C++ template specialisation, but no match found

Question

I have a deserialisation function. With templates, I'd like to be able to get the thing that I'm deserialising. In other words, I'd like a function that computes the serialised thing and another that handles deserialisation. If I name them differently, I have no problem, and, indeed, this is so easy a solution that I will surely just do that. But it bothers me that I don't understand why the following isn't acceptable.

#include <string>

using std::string;

// In real life, fetch the stringified object.
template<>
string foo(int x);

// In real life, fetch an object and deserialize it.
template <typename T>
T foo(int x) {
    string s = foo<string>(x);
    T t;
    // Do something with s.
    return t;
}

template<>
string foo(int x) { return std::to_string(x); }

Compiling with

clang -Wall -Wextra -std=c++14 foo.cc -o foo

says

foo.cc:6:8: error: no function template matches function template specialization 'foo'
string foo(int x);

So the obvious solution is just to change the first function to string make_foo(int x) and be done with it.

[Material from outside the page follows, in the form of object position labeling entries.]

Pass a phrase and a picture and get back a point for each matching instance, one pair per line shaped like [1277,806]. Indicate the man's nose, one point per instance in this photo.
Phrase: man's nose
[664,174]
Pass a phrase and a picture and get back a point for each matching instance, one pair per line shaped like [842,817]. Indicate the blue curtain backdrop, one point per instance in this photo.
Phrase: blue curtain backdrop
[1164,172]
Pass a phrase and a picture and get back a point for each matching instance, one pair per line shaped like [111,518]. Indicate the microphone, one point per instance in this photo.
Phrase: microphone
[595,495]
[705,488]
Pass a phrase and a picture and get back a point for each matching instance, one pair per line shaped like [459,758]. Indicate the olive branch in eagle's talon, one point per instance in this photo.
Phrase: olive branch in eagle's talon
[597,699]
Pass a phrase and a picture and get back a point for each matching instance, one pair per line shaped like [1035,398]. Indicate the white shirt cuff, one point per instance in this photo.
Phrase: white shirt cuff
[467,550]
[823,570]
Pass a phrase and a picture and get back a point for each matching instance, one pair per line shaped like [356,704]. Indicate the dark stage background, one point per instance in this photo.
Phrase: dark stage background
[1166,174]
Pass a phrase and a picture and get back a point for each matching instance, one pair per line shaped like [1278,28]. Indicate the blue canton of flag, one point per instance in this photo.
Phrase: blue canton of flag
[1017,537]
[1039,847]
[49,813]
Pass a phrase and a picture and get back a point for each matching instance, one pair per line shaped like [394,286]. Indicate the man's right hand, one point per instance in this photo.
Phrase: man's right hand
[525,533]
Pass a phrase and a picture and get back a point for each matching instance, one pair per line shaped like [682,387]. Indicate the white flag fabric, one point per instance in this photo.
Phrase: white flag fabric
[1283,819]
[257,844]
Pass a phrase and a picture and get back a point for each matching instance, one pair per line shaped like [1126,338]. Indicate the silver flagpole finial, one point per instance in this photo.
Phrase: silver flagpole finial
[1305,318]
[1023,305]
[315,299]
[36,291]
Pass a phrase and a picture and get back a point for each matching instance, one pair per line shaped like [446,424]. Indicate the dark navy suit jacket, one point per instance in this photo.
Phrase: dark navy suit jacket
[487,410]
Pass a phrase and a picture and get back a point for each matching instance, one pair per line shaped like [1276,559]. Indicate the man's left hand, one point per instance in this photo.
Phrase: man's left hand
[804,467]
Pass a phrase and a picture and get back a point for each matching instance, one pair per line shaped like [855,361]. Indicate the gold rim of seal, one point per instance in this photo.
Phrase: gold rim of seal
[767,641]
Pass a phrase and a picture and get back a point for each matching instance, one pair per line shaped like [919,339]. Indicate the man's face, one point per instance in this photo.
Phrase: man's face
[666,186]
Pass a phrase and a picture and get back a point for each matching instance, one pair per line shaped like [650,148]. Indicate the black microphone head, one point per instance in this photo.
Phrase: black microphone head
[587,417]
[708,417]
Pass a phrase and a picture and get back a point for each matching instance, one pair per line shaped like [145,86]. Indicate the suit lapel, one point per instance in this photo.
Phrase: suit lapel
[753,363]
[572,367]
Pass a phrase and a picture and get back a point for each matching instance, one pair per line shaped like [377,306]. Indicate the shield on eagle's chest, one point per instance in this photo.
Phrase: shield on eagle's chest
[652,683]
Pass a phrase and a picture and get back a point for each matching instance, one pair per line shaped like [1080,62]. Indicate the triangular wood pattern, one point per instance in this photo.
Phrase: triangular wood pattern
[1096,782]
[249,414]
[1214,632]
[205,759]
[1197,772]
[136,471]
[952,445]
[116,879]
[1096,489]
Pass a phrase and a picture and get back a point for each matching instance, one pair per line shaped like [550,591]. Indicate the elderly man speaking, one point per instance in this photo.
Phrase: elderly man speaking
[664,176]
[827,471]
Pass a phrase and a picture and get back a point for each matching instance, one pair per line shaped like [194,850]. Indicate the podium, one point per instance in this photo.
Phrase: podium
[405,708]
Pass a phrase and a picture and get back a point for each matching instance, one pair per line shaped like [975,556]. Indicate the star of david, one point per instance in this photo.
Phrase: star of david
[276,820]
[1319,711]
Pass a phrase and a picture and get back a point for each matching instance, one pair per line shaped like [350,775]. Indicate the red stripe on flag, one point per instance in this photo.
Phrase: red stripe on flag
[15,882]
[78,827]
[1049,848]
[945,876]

To help me learn, I've been trying to understand why what I wrote above fails. Note that I also tried template <> string foo<string>(int x), though I would think that the specialisation could be inferred.

Answer 1

The compiler needs to see the generic declaration before you can declare a specialization, so simply change the order of the declarations.

Answer 2

The specialization can't be inferred here because the return type of a function is not part of the function declaration. Thus, if no function parameter type depends on the template parameter, you have to write the full specialization:

template<>
std::string foo<std::string>(int x)
{
   /* ... */
}

For instance, in the following case, you can let the compiler infer the specialization:

template<class T>
void f(T arg)
{
    // generic case
    /* ... */
}

template<>
void f(bool arg)
{
    // bool case
    /* ... */
}